The Era of the Kuomintang Government
After the nationalist government withdrew to Taiwan from Mainland China, Sun Moon Lake became Mr. Chiang Kai-shek’s favorite scenic spot. On the other hand, Hanbilou, located by Sun Moon Lake and built by a Japanese man, Mr. Ito, was still solid after overcoming earthquakes during 1917-1918. It became the favorite place for nobles, merchants and celebrities to hang out. Naturally, it also became a guesthouse for all the foreign diplomats that Mr. Chiang Kai-shek invited to visit Taiwan.
Mr. Chiang Kai-shek’s authority is also visible in the various constructions in Sun Moon Lake – Xuanguang Temple, Xuanzang Temple, Wenwu Temple, Ci En Pagoda, Guesthouses of Chiang Kai-shek, Huanhu Road, etc. – all embody the view of feudal ruling in China, emphasizing the ruler’s absolute power. All these constructions are located at a high point or by main attractions, revealing Mr. Chiang Kai-shek’s view of himself as the “sovereign overseeing his domain”.

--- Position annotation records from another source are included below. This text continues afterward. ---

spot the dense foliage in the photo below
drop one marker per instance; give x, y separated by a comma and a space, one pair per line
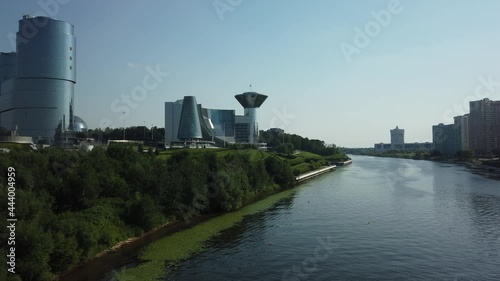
72, 205
287, 143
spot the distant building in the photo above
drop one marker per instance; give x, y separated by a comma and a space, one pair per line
484, 126
462, 122
188, 123
397, 143
446, 139
397, 136
37, 81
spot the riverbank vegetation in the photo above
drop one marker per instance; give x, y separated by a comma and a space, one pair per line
72, 205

The Chiang regime ruled Taiwan for almost half a century. After Mr. Chiang Kai-shek passed away in 1975, the Chiang family’s political power faded, and they could no longer influence Sun Moon Lake’s constructions and development. As the world progressed in a rapid pace, tourism attractions are also popping up constantly. In contrast, Sun Moon Lake’s management faced some new challenges – old facilities, a dirty and disorderly environment, quality of service and image – all needed improvement. When the earthquake shook Taiwan on September 21, 1999, the opportunity to accelerate the transformation of Sun Moon Lake finally arrived…
The Transformation of Sun Moon Lake
In order to expedite the rebuilding of the Sun Moon Lake area, the Tourism Bureau established the Sun Moon Lake National Scenic Area Administration on January 24, 2000. This organization shouldered the responsibility of reconstructing and developing tourism in Sun Moon Lake following the aftermath of the earthquake, and gave Sun Moon Lake rebirth from a pile of broken rubbles. The vision was a tranquil Sun Moon Lake that’s safe, sustainable, beautiful, and a culturally rich area that belongs in the 21st century.

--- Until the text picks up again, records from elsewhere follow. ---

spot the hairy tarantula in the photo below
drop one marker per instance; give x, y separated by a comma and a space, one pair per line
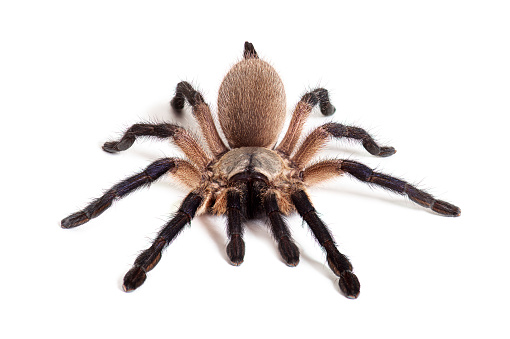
253, 177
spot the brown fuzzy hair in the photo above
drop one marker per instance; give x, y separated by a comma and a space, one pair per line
251, 104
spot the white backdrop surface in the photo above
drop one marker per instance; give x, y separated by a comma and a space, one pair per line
429, 78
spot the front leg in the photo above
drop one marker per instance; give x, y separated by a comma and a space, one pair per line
339, 264
180, 136
316, 140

In recent years, the Sun Moon Lake Administration has been actively engaged in the design and planning of construction projects, focusing on the management of the scenic area, travel safety and organizing various events. These tangible and intangible projects greatly improved the recreation environment and overall quality of the scenic area. Visitors are full of fond memories from their trip.